It’s no secret that Google’s PageRank algorithm is basically the familiar journal citation approach blown out mathematically and practically to achieve the real-time network effect. Oh, how powerful it is! Now, Google is going a bit more old school, ratcheting its engine back to dabble in math of a different kind, this time the math of Jorge Hirsch, whose h-index is slowly becoming an alternative to the impact factor.
While the h-index was originally designed to measure an individual scientist’s impact, it’s attempt to square citations can be applied to any set of articles. Google is calling its creation of five-year h-indices “Scholar Metrics.” Using the h-index, the value is the lowest number at which the number of articles and the number of citations match. In applying the h-index to journals, Google is creating a set of very interesting tensions.

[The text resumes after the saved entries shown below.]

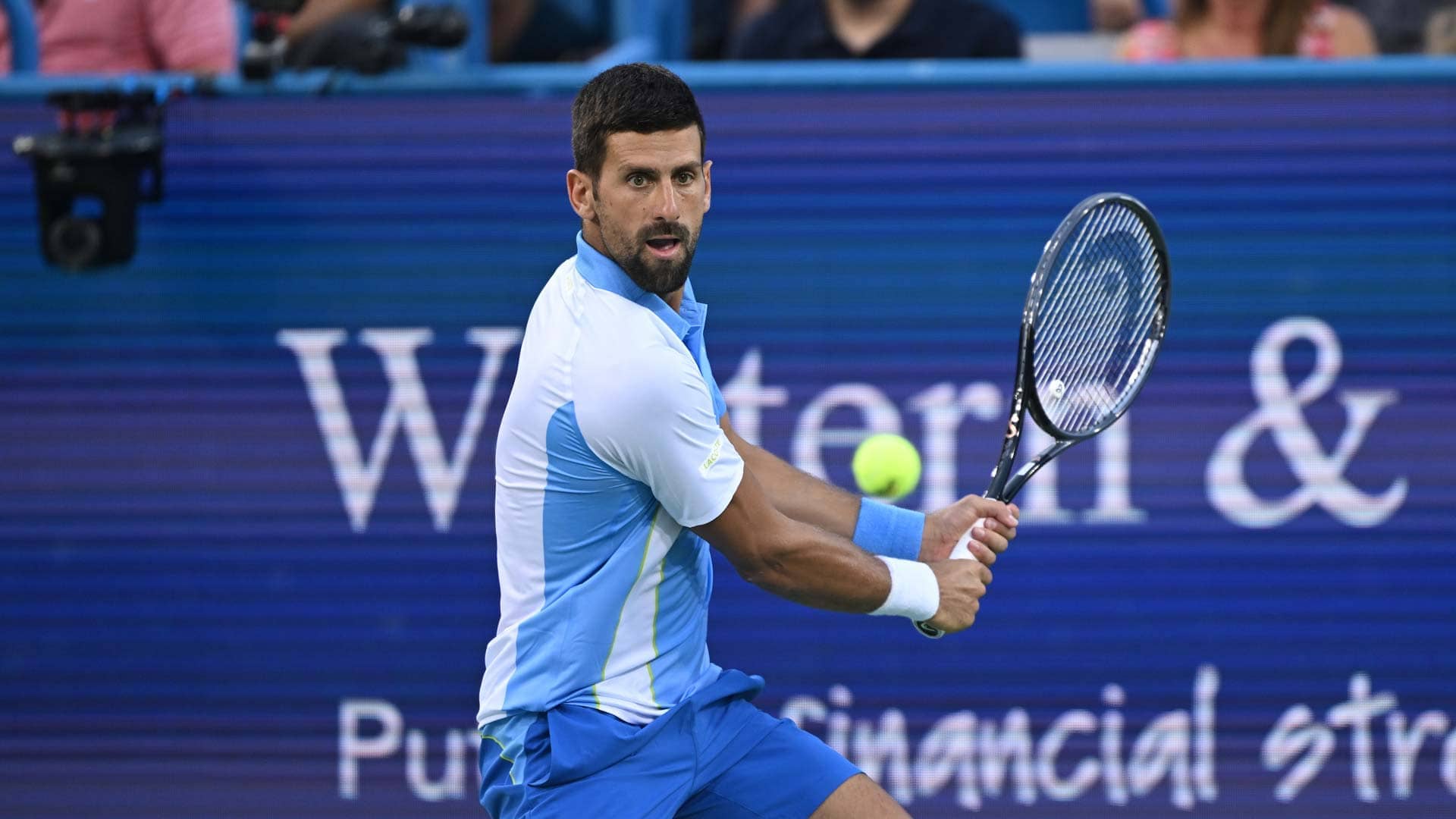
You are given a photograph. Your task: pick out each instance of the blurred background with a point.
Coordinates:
(267, 271)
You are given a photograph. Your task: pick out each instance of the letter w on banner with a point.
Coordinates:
(406, 406)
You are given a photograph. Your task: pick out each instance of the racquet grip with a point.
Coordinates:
(960, 551)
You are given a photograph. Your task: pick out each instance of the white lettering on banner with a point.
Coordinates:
(1299, 735)
(986, 760)
(354, 746)
(977, 754)
(406, 406)
(746, 397)
(1280, 414)
(459, 752)
(810, 436)
(941, 411)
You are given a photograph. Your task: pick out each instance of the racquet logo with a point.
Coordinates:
(1014, 426)
(1149, 349)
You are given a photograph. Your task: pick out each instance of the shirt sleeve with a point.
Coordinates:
(194, 36)
(650, 416)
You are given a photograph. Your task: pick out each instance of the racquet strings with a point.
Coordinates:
(1098, 319)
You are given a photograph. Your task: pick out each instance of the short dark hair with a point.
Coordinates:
(637, 98)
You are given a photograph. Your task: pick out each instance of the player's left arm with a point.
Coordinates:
(894, 532)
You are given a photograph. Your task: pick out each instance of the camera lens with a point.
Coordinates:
(73, 242)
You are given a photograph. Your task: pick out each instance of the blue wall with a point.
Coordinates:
(187, 608)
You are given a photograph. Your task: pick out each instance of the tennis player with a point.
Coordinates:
(617, 468)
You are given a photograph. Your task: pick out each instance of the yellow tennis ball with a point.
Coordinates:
(887, 466)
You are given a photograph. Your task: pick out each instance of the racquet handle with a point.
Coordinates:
(960, 551)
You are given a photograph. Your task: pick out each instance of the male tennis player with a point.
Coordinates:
(615, 468)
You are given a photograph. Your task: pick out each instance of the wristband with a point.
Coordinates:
(913, 591)
(889, 531)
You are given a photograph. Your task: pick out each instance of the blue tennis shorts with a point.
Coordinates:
(712, 757)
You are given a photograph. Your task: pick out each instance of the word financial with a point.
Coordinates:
(1079, 755)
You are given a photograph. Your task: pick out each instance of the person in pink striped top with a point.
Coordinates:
(1219, 30)
(118, 37)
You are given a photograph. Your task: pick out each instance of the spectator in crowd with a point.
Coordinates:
(1440, 33)
(117, 37)
(717, 25)
(546, 31)
(1212, 30)
(1400, 25)
(896, 30)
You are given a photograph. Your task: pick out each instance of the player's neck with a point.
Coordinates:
(593, 238)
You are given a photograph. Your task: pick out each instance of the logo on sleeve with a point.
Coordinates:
(712, 457)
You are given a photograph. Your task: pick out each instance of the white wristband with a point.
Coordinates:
(913, 591)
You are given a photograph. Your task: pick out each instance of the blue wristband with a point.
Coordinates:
(889, 531)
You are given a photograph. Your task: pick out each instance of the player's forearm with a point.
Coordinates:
(802, 496)
(792, 558)
(819, 569)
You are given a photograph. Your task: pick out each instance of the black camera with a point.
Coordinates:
(91, 175)
(364, 42)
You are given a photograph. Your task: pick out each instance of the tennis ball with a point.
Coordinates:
(887, 466)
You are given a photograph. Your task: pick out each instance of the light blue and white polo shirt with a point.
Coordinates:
(607, 455)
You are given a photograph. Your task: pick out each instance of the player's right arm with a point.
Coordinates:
(644, 409)
(824, 570)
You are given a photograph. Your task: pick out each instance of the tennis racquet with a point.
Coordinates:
(1092, 325)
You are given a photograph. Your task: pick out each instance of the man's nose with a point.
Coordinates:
(666, 203)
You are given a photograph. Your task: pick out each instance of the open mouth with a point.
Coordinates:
(663, 246)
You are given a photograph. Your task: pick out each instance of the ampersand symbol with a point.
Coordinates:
(1282, 414)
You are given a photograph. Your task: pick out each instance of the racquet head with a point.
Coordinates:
(1095, 316)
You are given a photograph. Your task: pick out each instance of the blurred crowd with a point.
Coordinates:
(202, 36)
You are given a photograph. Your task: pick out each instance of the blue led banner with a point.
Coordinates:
(246, 480)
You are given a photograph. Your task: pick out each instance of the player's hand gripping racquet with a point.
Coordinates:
(1094, 321)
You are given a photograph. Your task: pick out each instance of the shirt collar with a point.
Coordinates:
(604, 275)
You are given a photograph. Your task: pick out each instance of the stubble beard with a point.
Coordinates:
(653, 275)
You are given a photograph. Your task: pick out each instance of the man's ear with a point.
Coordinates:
(708, 186)
(579, 190)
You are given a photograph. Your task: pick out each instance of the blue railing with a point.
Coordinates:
(25, 46)
(913, 74)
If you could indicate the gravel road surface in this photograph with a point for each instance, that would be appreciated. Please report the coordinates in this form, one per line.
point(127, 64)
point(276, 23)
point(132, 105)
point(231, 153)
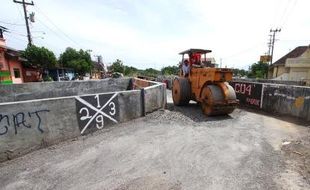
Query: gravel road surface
point(176, 148)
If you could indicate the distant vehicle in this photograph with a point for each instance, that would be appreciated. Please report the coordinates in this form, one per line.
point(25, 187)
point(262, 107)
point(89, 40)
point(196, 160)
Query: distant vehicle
point(117, 75)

One of the main advantages of Google Scholar is that it is more comprehensive in its scope than Thomson Reuters’ Web of Science. At least, let’s start with that assumption — that more is better. Using Google Scholar, you get a ranking like that shown in the figure below. Nature is the top-ranked journal, followed by NEJM, Science . . . and RePEc? That stopped me. Turns out that’s Research Papers in Economics, a metadata hub for economics papers — or, as it describes itself, “a decentralized bibliographic database of working papers, journal articles, books, books chapters and software components, all maintained by volunteers.” Publishers participate by depositing metadata, and RePEc provides links. RePEc has its own rankings of the papers listed there, but getting to a paper is no easy feat.
So is more better? RePEc is a metadata hub listed among journals. It’s not indexed by Thomson Reuters for good reason — RePEc produces no new scientific information itself. Yet, it has an h-index in Scholar Metrics. Strange.
Other entries raise doubts about the value of the wider selection available in Google Scholar used to generate Scholar Metrics — arXiv.org and SSRN both publish interesting preliminary papers, but do they belong on this list? Conferences can also make the list.
Now, some may argue that adding these “gray literature” elements is a good thing, but it’s a highly selective set of the gray literature — I know newsletters, blogs, and monograph series that could be included but aren’t indexed in Google Scholar because they don’t have an academic institute or journal brand behind them. While Google Scholar is broader, it’s also idiosyncratic.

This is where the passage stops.